For the past few years, I’ve been publishing a list of my favorite tech talks from the previous year. As always, the usual caveats apply here, viz., this list isn’t comprehensive and excludes talks from many fields (blockchain, AI/ML, web and mobile development) that I do not have much experience in. However, if you do like systems engineering, cloud computing, performance, Linux and low level programming, this list might be right up your street.
In 2019 I was invited to be the track host at QCon New York. QCon is an industry conference which eschews a CFP process in favor of inviting specific individuals to be “track hosts” to curate a track. I was asked to curate the “Modern CS in the Real World” track, which is about applied CS research in the real world. My interpretation was slightly broader, in that I wanted the track to be about the application of computer science concepts, and not just purely CS research, in industry.
While I’ve served on the program committee of a plethora of industry conferences in the past, this was the first time I’ve been invited to curate a track.
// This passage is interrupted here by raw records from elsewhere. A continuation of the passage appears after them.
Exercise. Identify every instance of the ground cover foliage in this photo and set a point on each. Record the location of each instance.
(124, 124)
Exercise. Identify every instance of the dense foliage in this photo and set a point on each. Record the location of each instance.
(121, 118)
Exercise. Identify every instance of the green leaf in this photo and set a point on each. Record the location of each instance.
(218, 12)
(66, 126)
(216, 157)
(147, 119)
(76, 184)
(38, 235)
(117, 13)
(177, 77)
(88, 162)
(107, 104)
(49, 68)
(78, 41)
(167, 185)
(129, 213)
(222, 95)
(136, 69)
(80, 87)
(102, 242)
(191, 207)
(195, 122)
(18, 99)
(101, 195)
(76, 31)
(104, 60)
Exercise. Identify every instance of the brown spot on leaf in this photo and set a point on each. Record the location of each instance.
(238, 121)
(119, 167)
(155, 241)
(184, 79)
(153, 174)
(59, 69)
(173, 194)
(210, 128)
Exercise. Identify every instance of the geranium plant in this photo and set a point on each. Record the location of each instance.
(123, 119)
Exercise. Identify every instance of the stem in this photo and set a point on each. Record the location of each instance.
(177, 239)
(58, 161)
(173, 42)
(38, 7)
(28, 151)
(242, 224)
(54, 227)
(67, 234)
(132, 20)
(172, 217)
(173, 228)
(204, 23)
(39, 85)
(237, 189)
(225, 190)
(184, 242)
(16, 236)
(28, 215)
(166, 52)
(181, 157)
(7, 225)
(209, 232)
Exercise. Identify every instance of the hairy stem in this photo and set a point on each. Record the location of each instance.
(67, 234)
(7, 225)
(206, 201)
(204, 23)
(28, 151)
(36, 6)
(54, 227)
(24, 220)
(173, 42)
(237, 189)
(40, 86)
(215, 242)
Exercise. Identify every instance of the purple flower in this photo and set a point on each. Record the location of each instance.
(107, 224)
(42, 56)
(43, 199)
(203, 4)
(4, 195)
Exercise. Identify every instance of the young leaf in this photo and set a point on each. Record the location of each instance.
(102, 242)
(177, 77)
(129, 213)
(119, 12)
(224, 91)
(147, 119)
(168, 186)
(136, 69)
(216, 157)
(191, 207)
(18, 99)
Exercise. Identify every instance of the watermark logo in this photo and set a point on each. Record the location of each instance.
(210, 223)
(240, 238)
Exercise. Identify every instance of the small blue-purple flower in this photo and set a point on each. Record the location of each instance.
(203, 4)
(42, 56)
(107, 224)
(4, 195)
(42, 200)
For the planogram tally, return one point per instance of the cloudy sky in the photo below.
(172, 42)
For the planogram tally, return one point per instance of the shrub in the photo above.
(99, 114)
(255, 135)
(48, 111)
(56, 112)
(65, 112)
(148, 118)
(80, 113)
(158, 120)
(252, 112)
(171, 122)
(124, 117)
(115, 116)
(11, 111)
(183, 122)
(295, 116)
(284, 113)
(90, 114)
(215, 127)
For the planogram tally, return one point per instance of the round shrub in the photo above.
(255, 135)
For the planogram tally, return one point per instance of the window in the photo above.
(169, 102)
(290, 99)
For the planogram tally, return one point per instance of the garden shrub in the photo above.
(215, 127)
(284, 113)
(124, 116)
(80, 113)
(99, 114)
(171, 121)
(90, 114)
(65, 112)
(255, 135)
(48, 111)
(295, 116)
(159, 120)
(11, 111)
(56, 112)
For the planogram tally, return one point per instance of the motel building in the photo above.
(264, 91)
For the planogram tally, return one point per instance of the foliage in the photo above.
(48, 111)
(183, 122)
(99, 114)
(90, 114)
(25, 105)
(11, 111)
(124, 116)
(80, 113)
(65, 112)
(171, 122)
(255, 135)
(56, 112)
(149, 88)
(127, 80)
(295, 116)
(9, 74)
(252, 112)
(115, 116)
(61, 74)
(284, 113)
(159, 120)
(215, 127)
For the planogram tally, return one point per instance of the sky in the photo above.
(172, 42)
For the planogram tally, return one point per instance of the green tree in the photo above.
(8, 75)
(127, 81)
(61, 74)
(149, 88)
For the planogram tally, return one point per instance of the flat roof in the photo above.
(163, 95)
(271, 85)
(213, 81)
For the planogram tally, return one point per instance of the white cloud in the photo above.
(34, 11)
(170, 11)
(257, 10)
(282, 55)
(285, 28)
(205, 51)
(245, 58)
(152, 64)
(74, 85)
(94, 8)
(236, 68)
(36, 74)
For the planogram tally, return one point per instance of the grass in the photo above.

I still can’t believe how well this track turned out! Getting not just one but so many incredible engineers to present was nothing short was amazing. The first five talks on this list are going to be the talks I got to curate myself.
- Let’s Talk Locks: Kavya Joshi
Kavya is an absolutely amazing speaker. Pretty much every talk she’s given has been incredibly technical and presented in a manner that leaves me awestruck. This talk was no different, and goes into the guts of the use of locks in various systems (Linux system calls, the Go programming language) and the performance implications of locks.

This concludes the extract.